Imagine this: you’re sitting at your desk sipping a vanilla latte when your boss walks in. He sits down, leans forward, and says, Joni, I have a job for you. I want you to run in a marathon eight weeks from today.
Would you jump for joy? Laugh? Quit your job? Choke on your coffee?
Your reaction would probably depend on two things: how much you liked to run and how in shape you were.
You wouldn't assume you could run that marathon in eight weeks. It would all depend on your starting position.
The same is true in spiritual marathons. How quickly we're able to cross the finish line is due in large part to our starting position.
Let's take a look at what the starting positions in a spiritual race might look like:
1. Couch potato: This would be the person who loves God but doesn't spend any time with Him other than the occasional prayer and weekly time in church.
2. Casual exerciser: This person has an occasional quiet time or may have a short little devotion each day.
3. Regular Exerciser: This is the Christian who has an intimate relationship with God and enjoys regular times with Him each day.
4. Casual Runner: This person has an intimate walk with God, plus uses God’s Word at least every once in awhile to break bad habits or strongholds. (This could be through truth journaling, Scripture prayers, specific Bible study, etc.)
5. Faithful runner: This Christian has an intimate walk with God and is using God’s Word on a regular basis to break bad habits and strongholds.
6. Marathon runner: This person is living in victory in many areas of her life and continues to bring new areas captive to Him on a regular basis.
Take the First Step Toward Victory
Here’s the problem: if you’re back at the first or second stage in your relationship with God, you’re not going to be able to break free from your compulsive habit in a jiffy.

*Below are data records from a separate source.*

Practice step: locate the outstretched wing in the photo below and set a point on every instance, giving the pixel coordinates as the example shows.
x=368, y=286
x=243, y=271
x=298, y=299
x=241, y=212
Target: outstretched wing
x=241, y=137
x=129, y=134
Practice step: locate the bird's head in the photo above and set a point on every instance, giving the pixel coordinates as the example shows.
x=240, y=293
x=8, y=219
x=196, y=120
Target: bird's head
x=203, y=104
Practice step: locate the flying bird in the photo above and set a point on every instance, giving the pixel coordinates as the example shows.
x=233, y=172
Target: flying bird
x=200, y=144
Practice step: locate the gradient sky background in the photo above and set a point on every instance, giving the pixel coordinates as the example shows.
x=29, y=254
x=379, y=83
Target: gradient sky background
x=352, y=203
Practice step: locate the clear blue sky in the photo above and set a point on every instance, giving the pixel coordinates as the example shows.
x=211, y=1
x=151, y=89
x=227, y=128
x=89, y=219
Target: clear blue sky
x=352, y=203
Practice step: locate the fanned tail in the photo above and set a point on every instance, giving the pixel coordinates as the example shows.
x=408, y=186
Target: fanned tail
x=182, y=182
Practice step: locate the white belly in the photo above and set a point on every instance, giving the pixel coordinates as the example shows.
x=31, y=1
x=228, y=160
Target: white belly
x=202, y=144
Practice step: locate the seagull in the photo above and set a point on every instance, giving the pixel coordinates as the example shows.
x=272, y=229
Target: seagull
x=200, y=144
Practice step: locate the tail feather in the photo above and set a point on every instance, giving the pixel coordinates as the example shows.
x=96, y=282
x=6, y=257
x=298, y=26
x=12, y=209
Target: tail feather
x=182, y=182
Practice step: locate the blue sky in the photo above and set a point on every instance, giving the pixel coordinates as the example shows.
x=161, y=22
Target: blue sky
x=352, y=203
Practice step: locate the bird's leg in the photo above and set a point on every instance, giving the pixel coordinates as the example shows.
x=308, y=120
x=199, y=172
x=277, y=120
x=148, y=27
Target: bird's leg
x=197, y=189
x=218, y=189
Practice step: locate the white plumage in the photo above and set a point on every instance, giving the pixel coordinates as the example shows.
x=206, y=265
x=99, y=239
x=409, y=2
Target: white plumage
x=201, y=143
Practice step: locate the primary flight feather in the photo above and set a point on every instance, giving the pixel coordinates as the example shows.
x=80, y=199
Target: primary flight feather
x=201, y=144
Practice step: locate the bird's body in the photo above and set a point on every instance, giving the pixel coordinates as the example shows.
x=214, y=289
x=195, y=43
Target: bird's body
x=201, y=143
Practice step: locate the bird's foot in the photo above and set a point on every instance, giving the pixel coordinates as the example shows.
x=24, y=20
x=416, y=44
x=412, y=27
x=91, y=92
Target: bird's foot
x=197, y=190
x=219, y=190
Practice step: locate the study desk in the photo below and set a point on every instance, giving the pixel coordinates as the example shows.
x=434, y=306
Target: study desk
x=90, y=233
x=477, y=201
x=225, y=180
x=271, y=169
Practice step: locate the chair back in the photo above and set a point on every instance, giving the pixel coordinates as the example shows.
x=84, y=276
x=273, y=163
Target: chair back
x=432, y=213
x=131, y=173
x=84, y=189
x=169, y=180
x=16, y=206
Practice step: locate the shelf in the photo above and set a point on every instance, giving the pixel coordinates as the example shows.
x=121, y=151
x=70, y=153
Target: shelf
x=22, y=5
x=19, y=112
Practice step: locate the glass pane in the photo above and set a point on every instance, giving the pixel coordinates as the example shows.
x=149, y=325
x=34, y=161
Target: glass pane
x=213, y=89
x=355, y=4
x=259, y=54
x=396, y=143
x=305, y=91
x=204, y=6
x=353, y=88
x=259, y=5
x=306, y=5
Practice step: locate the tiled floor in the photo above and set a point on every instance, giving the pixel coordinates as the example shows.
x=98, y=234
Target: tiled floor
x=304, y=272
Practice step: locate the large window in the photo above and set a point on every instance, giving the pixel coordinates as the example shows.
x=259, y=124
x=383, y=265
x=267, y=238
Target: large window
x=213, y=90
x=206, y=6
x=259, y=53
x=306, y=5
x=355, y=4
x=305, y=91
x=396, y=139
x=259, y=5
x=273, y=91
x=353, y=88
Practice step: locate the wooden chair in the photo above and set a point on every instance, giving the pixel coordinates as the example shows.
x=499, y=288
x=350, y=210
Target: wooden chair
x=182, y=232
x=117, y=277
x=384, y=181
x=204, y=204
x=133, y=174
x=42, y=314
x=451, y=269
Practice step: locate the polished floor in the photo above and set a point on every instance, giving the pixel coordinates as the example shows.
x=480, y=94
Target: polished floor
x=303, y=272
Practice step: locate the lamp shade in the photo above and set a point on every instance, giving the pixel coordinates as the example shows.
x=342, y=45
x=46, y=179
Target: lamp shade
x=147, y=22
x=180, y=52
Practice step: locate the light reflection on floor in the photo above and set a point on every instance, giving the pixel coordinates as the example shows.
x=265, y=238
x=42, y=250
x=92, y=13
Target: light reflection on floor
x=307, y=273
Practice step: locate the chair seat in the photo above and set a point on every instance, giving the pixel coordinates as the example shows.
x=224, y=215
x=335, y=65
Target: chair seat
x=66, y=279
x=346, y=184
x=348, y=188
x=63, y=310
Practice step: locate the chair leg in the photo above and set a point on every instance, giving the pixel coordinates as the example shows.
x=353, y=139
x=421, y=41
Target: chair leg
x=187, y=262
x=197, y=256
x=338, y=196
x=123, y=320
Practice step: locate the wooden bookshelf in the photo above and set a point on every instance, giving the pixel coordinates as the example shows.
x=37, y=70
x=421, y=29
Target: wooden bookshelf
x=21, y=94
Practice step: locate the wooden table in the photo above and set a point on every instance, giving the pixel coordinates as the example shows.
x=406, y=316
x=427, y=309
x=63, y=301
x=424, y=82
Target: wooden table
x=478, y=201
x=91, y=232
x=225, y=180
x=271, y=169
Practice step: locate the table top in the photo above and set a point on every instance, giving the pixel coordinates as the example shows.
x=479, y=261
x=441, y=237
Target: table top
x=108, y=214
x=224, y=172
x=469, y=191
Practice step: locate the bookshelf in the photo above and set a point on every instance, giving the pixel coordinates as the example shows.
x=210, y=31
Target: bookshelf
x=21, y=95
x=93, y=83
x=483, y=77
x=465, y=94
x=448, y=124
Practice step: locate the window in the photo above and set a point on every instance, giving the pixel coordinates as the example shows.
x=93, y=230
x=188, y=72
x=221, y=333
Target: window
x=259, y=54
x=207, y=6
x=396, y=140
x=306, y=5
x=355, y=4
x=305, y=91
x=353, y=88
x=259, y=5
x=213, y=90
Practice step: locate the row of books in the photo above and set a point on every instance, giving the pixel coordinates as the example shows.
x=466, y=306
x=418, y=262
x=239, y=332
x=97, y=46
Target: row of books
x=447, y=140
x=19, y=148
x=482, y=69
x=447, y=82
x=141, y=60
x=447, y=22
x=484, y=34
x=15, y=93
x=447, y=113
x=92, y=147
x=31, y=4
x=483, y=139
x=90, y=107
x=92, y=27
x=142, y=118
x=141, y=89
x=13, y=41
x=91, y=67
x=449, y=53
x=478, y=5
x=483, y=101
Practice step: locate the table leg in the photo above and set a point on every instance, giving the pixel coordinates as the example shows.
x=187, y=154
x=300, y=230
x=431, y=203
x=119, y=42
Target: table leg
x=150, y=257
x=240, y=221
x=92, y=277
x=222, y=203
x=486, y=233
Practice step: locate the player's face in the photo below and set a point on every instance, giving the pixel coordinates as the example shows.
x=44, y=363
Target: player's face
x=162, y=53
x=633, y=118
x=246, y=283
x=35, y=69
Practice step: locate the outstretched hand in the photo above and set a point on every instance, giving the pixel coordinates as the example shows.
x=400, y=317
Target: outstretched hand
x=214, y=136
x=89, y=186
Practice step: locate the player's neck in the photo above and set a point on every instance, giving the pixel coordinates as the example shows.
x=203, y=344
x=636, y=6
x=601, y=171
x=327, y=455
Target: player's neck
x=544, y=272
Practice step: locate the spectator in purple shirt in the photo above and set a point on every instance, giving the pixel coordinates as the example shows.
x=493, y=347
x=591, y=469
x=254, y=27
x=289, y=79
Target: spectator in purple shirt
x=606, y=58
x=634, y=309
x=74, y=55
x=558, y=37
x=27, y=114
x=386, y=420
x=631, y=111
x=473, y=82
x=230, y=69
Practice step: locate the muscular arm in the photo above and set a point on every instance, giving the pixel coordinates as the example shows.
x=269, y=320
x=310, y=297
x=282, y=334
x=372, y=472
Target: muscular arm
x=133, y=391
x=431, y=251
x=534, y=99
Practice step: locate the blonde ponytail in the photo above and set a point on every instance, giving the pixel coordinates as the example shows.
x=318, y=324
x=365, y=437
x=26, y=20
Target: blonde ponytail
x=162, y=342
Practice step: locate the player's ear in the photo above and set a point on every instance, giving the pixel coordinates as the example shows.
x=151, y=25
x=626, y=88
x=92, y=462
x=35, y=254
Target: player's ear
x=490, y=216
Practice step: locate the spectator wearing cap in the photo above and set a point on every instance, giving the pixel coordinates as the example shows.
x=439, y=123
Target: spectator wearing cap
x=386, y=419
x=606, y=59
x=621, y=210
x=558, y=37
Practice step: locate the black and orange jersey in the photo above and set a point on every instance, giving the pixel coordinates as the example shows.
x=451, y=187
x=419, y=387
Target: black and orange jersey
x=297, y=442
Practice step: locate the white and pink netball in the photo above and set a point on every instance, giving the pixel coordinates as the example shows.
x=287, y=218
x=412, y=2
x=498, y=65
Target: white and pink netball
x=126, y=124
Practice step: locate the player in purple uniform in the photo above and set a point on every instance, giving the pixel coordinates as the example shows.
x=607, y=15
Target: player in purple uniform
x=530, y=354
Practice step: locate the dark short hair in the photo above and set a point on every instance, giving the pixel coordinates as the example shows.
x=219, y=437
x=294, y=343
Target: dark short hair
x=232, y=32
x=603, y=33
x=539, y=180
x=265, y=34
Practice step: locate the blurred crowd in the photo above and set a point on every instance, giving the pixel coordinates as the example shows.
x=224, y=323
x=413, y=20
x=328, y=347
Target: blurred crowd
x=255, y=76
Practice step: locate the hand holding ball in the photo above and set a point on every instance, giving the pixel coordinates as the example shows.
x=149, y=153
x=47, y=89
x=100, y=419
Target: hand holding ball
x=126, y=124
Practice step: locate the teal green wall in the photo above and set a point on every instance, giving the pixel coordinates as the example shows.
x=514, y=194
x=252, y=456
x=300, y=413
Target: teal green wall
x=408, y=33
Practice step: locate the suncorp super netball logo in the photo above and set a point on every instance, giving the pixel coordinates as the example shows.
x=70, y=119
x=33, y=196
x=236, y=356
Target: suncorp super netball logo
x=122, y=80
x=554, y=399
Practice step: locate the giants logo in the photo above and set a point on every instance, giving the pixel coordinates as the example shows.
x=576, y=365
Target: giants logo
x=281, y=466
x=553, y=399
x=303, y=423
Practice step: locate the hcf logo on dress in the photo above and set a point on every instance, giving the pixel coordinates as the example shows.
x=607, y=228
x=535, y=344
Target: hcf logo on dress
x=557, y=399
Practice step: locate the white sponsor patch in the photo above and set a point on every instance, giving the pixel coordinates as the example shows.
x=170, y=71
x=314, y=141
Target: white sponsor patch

If you expect to move from #1 to #6 in a few weeks, you'll just get discouraged and want to give up. Instead, just take the first step: start working on your relationship with God.
Incorporate spiritual battle into your quiet times with Him. Get a good Bible study that will make you excited about having your quiet times. Join a group at church. Do the first step in the couch-potato-to-marathon-runner transition.
But don’t expect to cross the finish line of the marathon in eight weeks.
God is full of grace and mercy and strength. He’s not a perfectionist father waiting to yell at you as soon as you mess up. But He's also not the laid back dad saying, "Sure, do whatever you want - as long as you're happy, that's the main thing."
He wants us to keep moving forward.
He wants us to keep moving forward.
Because that’s the only way we’ll get where He wants us to go.
Thought for the day: What position are you starting from in your spiritual battle? Where do you want to be a month from now? What can you do today to accomplish your goal?
Scripture for the Day: 2 Corinthians 10:3-5, Philippians 3:13-14
For more help on evaluating your progress see: Are You Tired of the Struggle?
Note: this is a re-write from a blog I wrote a few years ago.
This is always me!! I expect waay too much from myself, too fast, too soon.
Several years ago I decided to read one of those "one year" Bibles. I have read the whole bible several times, but felt like I was missing out not trying the "one year" version. Everyday of reading it, I would think "I'll never finish it in one year, I never do with things like this." But I ignored those thoughts and I prayed. I had set backs reading it often, one was even 8 days in the hospital where I was too week to even a bible to read. But do you know I read that version not in "one year" but 9 months. Not to do it quicker- but because somedays I had to read two or three days worth because I was so in love with what I was reading!! LOL!!
Even if it had taken me longer to read it I would have kept on anyway.
O.K. 'nuff rambling!
Love this post- so true!!
Hi Elizabeth, I have the same problem but in an odd way. If it's not fast and easy, I don't think I can do it. So with hard things, I start out saying, "I could never do that," which often makes me not even try.
But then when I do try, I expect instant success. When I don't get that instant success, it only confirms my suspicions that I can't do it. Which, of course, is crazy.
God is teaching me to rely on Him and to persevere and that even though He expects me to do hard things, He is always there to help me through them.